For six months, retired journalist Dave Statter has been taking video from his apartment perched above I-395, his camera trained on one of the most dangerous exits in the region. Exit 8C to Route 1 in Crystal City has become famous for all the wrong reasons.
His video posts documenting boneheaded driving maneuvers have taken off on Twitter.
“People were doing crazy things to get to that ramp,” Statter said. “They were stopping in the middle of traffic because they were about to miss the left-hand exit and they would cross four lanes… I was watching near misses, I was watching crashes happen.
“I just don’t know where people learned to drive that way.”
https://twitter.com/STATter911/status/1532526989826990084
And there are dozens of these videos. Statter says he sees people stop in traffic or make harrowing moves daily.
Part of the problem is that some drivers coming from Boundary Channel Drive have just 300 feet to try to cross the entire interstate.
“There’s no doubt that some are just following their GPS,” Statter says. Waze changed its algorithm months ago to discourage this type of movement, according to the Virginia Department of Transportation (VDOT). Statter is unsure if Google Maps and Apple Maps have done the same.
It’s unclear why drivers won’t simply just take the next exit and circle back. Statter says this section of interstate is old — from 1941 when the Pentagon was under construction. It wasn’t built to handle today’s traffic.
His tweets caught the attention of VDOT officials, who just this week put out traffic barrels to discourage such erratic maneuvers. More permanent flex posts will be going in soon. It hasn’t fully kicked bad behavior, yet, as shown by the video below in which a driver waits nearly a minute stopped in traffic to try to make the exit.
https://twitter.com/STATter911/status/1534278552396484608
Ellen Kamilakis, a spokesperson for VDOT’s Northern Virginia division, says Statter’s videos showed egregious, unsafe driving with “absolutely no concern for anybody else’s safety.”

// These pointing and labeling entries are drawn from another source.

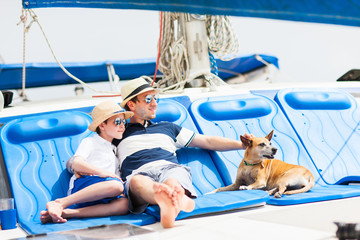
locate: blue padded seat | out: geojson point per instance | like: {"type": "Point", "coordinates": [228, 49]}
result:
{"type": "Point", "coordinates": [35, 151]}
{"type": "Point", "coordinates": [204, 173]}
{"type": "Point", "coordinates": [232, 116]}
{"type": "Point", "coordinates": [327, 122]}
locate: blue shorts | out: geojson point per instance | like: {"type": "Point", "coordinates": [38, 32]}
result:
{"type": "Point", "coordinates": [160, 174]}
{"type": "Point", "coordinates": [85, 181]}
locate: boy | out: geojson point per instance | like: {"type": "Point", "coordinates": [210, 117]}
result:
{"type": "Point", "coordinates": [95, 187]}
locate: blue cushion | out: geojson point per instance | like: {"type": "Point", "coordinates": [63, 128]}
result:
{"type": "Point", "coordinates": [248, 113]}
{"type": "Point", "coordinates": [328, 124]}
{"type": "Point", "coordinates": [204, 173]}
{"type": "Point", "coordinates": [35, 151]}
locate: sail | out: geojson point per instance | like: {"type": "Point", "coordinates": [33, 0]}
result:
{"type": "Point", "coordinates": [343, 12]}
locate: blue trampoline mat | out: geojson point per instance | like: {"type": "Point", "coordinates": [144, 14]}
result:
{"type": "Point", "coordinates": [327, 122]}
{"type": "Point", "coordinates": [36, 148]}
{"type": "Point", "coordinates": [232, 116]}
{"type": "Point", "coordinates": [35, 151]}
{"type": "Point", "coordinates": [204, 173]}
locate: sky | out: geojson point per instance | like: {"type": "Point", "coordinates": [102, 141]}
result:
{"type": "Point", "coordinates": [306, 51]}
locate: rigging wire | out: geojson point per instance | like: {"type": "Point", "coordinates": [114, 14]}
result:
{"type": "Point", "coordinates": [26, 29]}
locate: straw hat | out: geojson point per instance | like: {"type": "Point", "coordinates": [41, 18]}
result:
{"type": "Point", "coordinates": [104, 111]}
{"type": "Point", "coordinates": [133, 88]}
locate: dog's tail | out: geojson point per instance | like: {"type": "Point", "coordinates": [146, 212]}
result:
{"type": "Point", "coordinates": [305, 188]}
{"type": "Point", "coordinates": [231, 187]}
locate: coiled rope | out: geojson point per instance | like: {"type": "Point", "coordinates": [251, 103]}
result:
{"type": "Point", "coordinates": [174, 62]}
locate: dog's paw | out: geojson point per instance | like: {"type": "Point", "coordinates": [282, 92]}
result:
{"type": "Point", "coordinates": [243, 187]}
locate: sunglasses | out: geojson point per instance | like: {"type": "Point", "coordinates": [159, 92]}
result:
{"type": "Point", "coordinates": [149, 98]}
{"type": "Point", "coordinates": [119, 121]}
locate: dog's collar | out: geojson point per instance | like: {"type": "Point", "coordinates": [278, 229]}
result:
{"type": "Point", "coordinates": [249, 164]}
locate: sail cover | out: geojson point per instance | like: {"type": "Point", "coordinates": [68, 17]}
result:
{"type": "Point", "coordinates": [343, 12]}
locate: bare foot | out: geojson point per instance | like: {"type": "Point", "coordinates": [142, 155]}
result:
{"type": "Point", "coordinates": [55, 210]}
{"type": "Point", "coordinates": [185, 203]}
{"type": "Point", "coordinates": [163, 197]}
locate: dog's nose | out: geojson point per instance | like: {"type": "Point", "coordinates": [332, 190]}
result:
{"type": "Point", "coordinates": [274, 150]}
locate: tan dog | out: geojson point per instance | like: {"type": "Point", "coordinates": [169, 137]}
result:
{"type": "Point", "coordinates": [259, 170]}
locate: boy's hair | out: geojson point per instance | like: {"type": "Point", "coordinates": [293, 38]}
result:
{"type": "Point", "coordinates": [98, 131]}
{"type": "Point", "coordinates": [134, 99]}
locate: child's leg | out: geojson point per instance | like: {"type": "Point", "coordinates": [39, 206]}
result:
{"type": "Point", "coordinates": [91, 193]}
{"type": "Point", "coordinates": [183, 202]}
{"type": "Point", "coordinates": [115, 207]}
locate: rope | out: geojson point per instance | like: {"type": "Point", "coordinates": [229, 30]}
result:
{"type": "Point", "coordinates": [174, 62]}
{"type": "Point", "coordinates": [23, 19]}
{"type": "Point", "coordinates": [222, 39]}
{"type": "Point", "coordinates": [159, 48]}
{"type": "Point", "coordinates": [35, 19]}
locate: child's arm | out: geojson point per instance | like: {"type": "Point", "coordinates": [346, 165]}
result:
{"type": "Point", "coordinates": [79, 166]}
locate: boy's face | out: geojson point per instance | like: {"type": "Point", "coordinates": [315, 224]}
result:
{"type": "Point", "coordinates": [113, 128]}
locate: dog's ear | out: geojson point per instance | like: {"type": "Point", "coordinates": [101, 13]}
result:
{"type": "Point", "coordinates": [247, 142]}
{"type": "Point", "coordinates": [269, 136]}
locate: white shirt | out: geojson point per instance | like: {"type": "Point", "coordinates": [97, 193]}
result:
{"type": "Point", "coordinates": [98, 152]}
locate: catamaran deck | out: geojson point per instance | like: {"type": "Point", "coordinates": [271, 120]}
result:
{"type": "Point", "coordinates": [302, 221]}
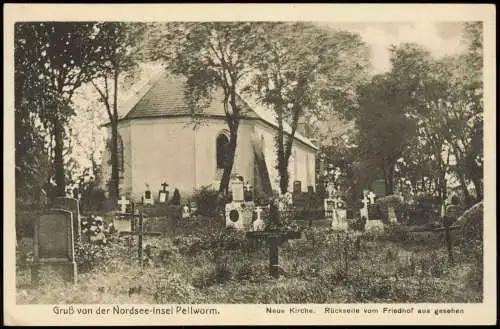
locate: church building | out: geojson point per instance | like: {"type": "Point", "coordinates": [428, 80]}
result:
{"type": "Point", "coordinates": [161, 141]}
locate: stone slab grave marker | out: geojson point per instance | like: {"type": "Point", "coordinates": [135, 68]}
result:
{"type": "Point", "coordinates": [163, 194]}
{"type": "Point", "coordinates": [139, 231]}
{"type": "Point", "coordinates": [147, 198]}
{"type": "Point", "coordinates": [297, 187]}
{"type": "Point", "coordinates": [54, 245]}
{"type": "Point", "coordinates": [123, 202]}
{"type": "Point", "coordinates": [237, 190]}
{"type": "Point", "coordinates": [273, 237]}
{"type": "Point", "coordinates": [123, 220]}
{"type": "Point", "coordinates": [364, 209]}
{"type": "Point", "coordinates": [374, 222]}
{"type": "Point", "coordinates": [258, 224]}
{"type": "Point", "coordinates": [339, 221]}
{"type": "Point", "coordinates": [71, 205]}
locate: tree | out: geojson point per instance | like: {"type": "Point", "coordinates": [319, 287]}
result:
{"type": "Point", "coordinates": [303, 68]}
{"type": "Point", "coordinates": [59, 60]}
{"type": "Point", "coordinates": [115, 57]}
{"type": "Point", "coordinates": [384, 130]}
{"type": "Point", "coordinates": [212, 56]}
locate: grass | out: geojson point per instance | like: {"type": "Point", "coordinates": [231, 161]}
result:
{"type": "Point", "coordinates": [331, 269]}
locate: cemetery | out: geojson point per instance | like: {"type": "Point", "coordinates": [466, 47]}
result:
{"type": "Point", "coordinates": [191, 194]}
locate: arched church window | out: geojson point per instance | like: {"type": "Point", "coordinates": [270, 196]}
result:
{"type": "Point", "coordinates": [120, 156]}
{"type": "Point", "coordinates": [222, 149]}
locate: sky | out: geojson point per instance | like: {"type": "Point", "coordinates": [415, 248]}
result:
{"type": "Point", "coordinates": [440, 38]}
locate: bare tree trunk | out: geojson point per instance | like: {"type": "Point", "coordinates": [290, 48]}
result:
{"type": "Point", "coordinates": [58, 157]}
{"type": "Point", "coordinates": [229, 160]}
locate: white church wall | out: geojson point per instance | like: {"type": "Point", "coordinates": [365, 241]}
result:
{"type": "Point", "coordinates": [163, 151]}
{"type": "Point", "coordinates": [299, 166]}
{"type": "Point", "coordinates": [206, 168]}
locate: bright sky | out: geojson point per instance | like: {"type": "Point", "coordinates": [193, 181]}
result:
{"type": "Point", "coordinates": [441, 38]}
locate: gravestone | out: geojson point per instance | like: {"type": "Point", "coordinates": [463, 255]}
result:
{"type": "Point", "coordinates": [54, 245]}
{"type": "Point", "coordinates": [258, 224]}
{"type": "Point", "coordinates": [185, 214]}
{"type": "Point", "coordinates": [339, 221]}
{"type": "Point", "coordinates": [239, 215]}
{"type": "Point", "coordinates": [123, 202]}
{"type": "Point", "coordinates": [297, 187]}
{"type": "Point", "coordinates": [378, 187]}
{"type": "Point", "coordinates": [148, 197]}
{"type": "Point", "coordinates": [273, 236]}
{"type": "Point", "coordinates": [364, 209]}
{"type": "Point", "coordinates": [310, 189]}
{"type": "Point", "coordinates": [237, 190]}
{"type": "Point", "coordinates": [163, 194]}
{"type": "Point", "coordinates": [329, 206]}
{"type": "Point", "coordinates": [72, 205]}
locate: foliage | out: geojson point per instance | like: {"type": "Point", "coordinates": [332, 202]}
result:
{"type": "Point", "coordinates": [176, 198]}
{"type": "Point", "coordinates": [213, 58]}
{"type": "Point", "coordinates": [207, 201]}
{"type": "Point", "coordinates": [471, 232]}
{"type": "Point", "coordinates": [304, 68]}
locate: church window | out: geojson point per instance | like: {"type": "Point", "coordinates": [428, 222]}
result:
{"type": "Point", "coordinates": [119, 152]}
{"type": "Point", "coordinates": [222, 149]}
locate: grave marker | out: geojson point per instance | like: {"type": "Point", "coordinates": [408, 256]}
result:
{"type": "Point", "coordinates": [237, 190]}
{"type": "Point", "coordinates": [297, 187]}
{"type": "Point", "coordinates": [163, 194]}
{"type": "Point", "coordinates": [273, 237]}
{"type": "Point", "coordinates": [72, 205]}
{"type": "Point", "coordinates": [140, 234]}
{"type": "Point", "coordinates": [123, 202]}
{"type": "Point", "coordinates": [54, 245]}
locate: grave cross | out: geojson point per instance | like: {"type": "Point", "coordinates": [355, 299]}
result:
{"type": "Point", "coordinates": [140, 234]}
{"type": "Point", "coordinates": [123, 202]}
{"type": "Point", "coordinates": [273, 237]}
{"type": "Point", "coordinates": [371, 196]}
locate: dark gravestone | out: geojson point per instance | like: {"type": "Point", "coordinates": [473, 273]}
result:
{"type": "Point", "coordinates": [378, 187]}
{"type": "Point", "coordinates": [72, 205]}
{"type": "Point", "coordinates": [54, 245]}
{"type": "Point", "coordinates": [297, 187]}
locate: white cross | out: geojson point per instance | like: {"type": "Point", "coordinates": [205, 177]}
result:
{"type": "Point", "coordinates": [371, 196]}
{"type": "Point", "coordinates": [123, 203]}
{"type": "Point", "coordinates": [365, 201]}
{"type": "Point", "coordinates": [258, 211]}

VDOT is now adding new signage to note the left exit, hoping that it will give drivers an earlier heads up.
And starting this summer, VDOT will launch a new year-long construction project to completely re-do the interchange. The $20 million project will install roundabouts on Boundary Channel Drive just west and east of I-395 and reconfigure the ramps there, ultimately eliminating the dangerous ramp, Kamilakis says. A new ramp will give drivers four times more space to get over, expanding the distance between ramps from 300 feet to 1,200 feet.

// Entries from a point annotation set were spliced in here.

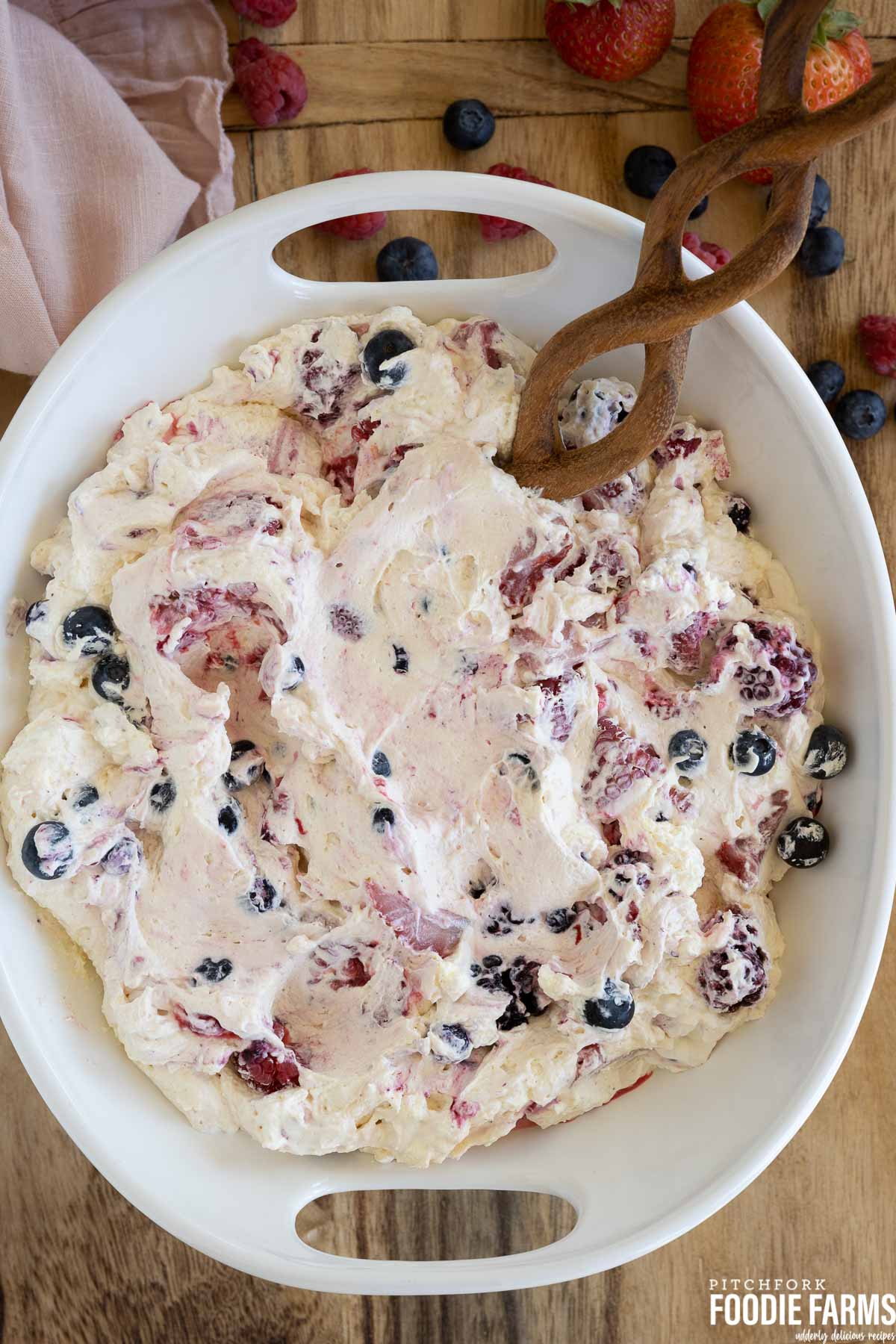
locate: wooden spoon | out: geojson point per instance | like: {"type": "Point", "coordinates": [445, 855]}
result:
{"type": "Point", "coordinates": [664, 305]}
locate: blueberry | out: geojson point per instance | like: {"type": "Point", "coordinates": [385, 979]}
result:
{"type": "Point", "coordinates": [246, 766]}
{"type": "Point", "coordinates": [294, 673]}
{"type": "Point", "coordinates": [215, 971]}
{"type": "Point", "coordinates": [820, 202]}
{"type": "Point", "coordinates": [739, 512]}
{"type": "Point", "coordinates": [860, 414]}
{"type": "Point", "coordinates": [381, 765]}
{"type": "Point", "coordinates": [111, 678]}
{"type": "Point", "coordinates": [613, 1011]}
{"type": "Point", "coordinates": [822, 252]}
{"type": "Point", "coordinates": [647, 168]}
{"type": "Point", "coordinates": [688, 752]}
{"type": "Point", "coordinates": [90, 626]}
{"type": "Point", "coordinates": [455, 1041]}
{"type": "Point", "coordinates": [408, 258]}
{"type": "Point", "coordinates": [827, 753]}
{"type": "Point", "coordinates": [163, 794]}
{"type": "Point", "coordinates": [803, 843]}
{"type": "Point", "coordinates": [228, 818]}
{"type": "Point", "coordinates": [122, 858]}
{"type": "Point", "coordinates": [262, 895]}
{"type": "Point", "coordinates": [382, 347]}
{"type": "Point", "coordinates": [467, 124]}
{"type": "Point", "coordinates": [47, 851]}
{"type": "Point", "coordinates": [402, 662]}
{"type": "Point", "coordinates": [35, 613]}
{"type": "Point", "coordinates": [828, 378]}
{"type": "Point", "coordinates": [753, 752]}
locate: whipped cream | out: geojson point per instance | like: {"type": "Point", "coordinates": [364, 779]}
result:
{"type": "Point", "coordinates": [349, 764]}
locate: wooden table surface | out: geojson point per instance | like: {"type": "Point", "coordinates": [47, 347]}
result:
{"type": "Point", "coordinates": [77, 1263]}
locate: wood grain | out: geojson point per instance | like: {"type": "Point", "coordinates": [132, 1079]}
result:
{"type": "Point", "coordinates": [81, 1266]}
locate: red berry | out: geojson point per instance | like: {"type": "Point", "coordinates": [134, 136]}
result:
{"type": "Point", "coordinates": [272, 87]}
{"type": "Point", "coordinates": [714, 255]}
{"type": "Point", "coordinates": [494, 226]}
{"type": "Point", "coordinates": [269, 13]}
{"type": "Point", "coordinates": [354, 226]}
{"type": "Point", "coordinates": [877, 336]}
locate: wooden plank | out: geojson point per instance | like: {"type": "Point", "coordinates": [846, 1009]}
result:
{"type": "Point", "coordinates": [381, 82]}
{"type": "Point", "coordinates": [447, 20]}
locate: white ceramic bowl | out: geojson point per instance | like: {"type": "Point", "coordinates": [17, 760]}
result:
{"type": "Point", "coordinates": [653, 1166]}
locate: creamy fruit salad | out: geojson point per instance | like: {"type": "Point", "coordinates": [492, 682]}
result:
{"type": "Point", "coordinates": [394, 804]}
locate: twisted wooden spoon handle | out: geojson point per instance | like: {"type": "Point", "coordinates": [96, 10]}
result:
{"type": "Point", "coordinates": [664, 305]}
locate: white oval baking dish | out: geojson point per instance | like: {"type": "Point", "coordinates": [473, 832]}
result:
{"type": "Point", "coordinates": [657, 1163]}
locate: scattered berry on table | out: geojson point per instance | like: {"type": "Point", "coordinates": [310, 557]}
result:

“It’s supposed to definitely streamline the flow of traffic,” she said. “You’re not having a bunch of people stopping because they’re trying to make it across in a tiny space between two exits.”

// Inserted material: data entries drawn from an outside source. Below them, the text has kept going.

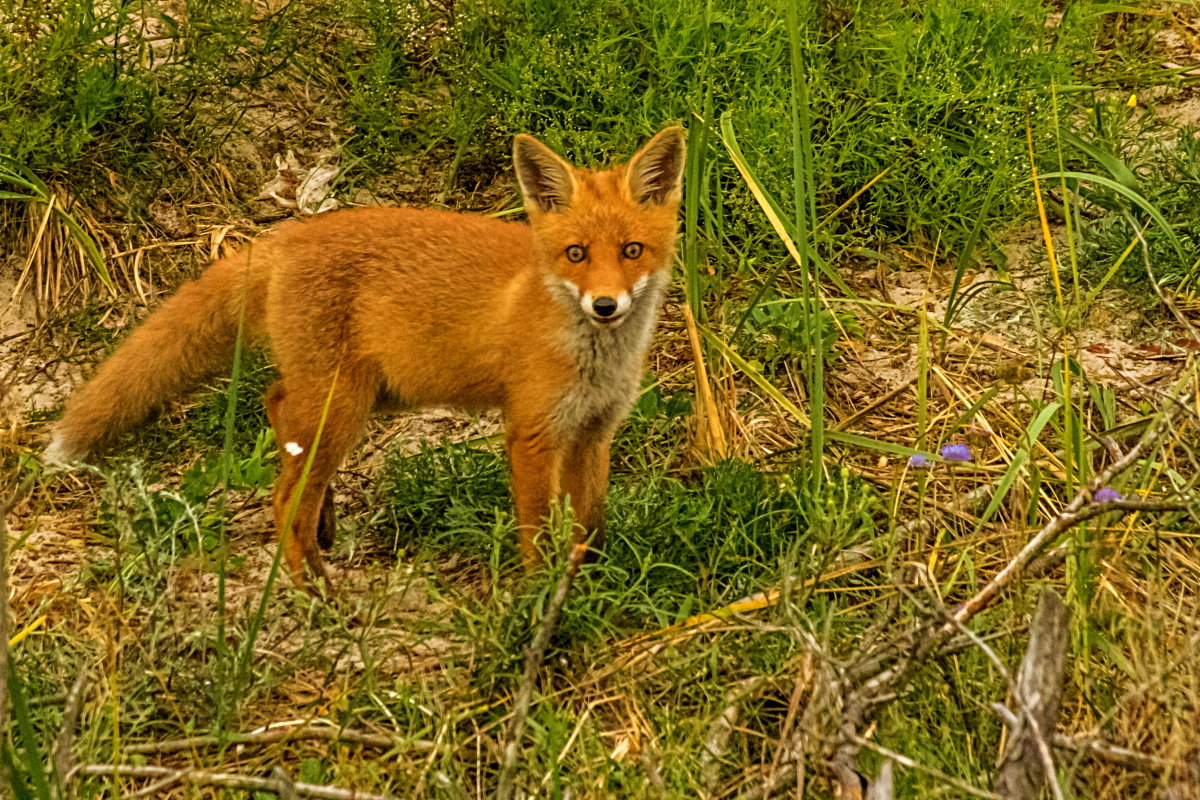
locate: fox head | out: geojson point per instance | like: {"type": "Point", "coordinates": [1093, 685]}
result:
{"type": "Point", "coordinates": [605, 238]}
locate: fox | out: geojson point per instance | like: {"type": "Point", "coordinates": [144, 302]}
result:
{"type": "Point", "coordinates": [383, 308]}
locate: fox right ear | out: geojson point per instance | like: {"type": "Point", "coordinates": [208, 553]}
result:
{"type": "Point", "coordinates": [547, 182]}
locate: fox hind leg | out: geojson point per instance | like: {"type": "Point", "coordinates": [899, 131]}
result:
{"type": "Point", "coordinates": [586, 482]}
{"type": "Point", "coordinates": [304, 512]}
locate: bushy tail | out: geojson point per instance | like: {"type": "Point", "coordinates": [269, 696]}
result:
{"type": "Point", "coordinates": [185, 342]}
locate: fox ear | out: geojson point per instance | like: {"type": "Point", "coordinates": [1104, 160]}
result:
{"type": "Point", "coordinates": [655, 172]}
{"type": "Point", "coordinates": [547, 182]}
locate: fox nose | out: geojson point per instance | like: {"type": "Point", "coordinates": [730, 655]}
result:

The project should be done fall 2023. Statter says he thinks VDOT is moving in the right direction by making exit safer, but he thinks there will still be plenty of hijinks to watch even after the change.
“Sadly, I think there is a problem with the driver of today, many of them who are in it from themselves and don’t think about the people around them … I think there will always be people doing crazy things.”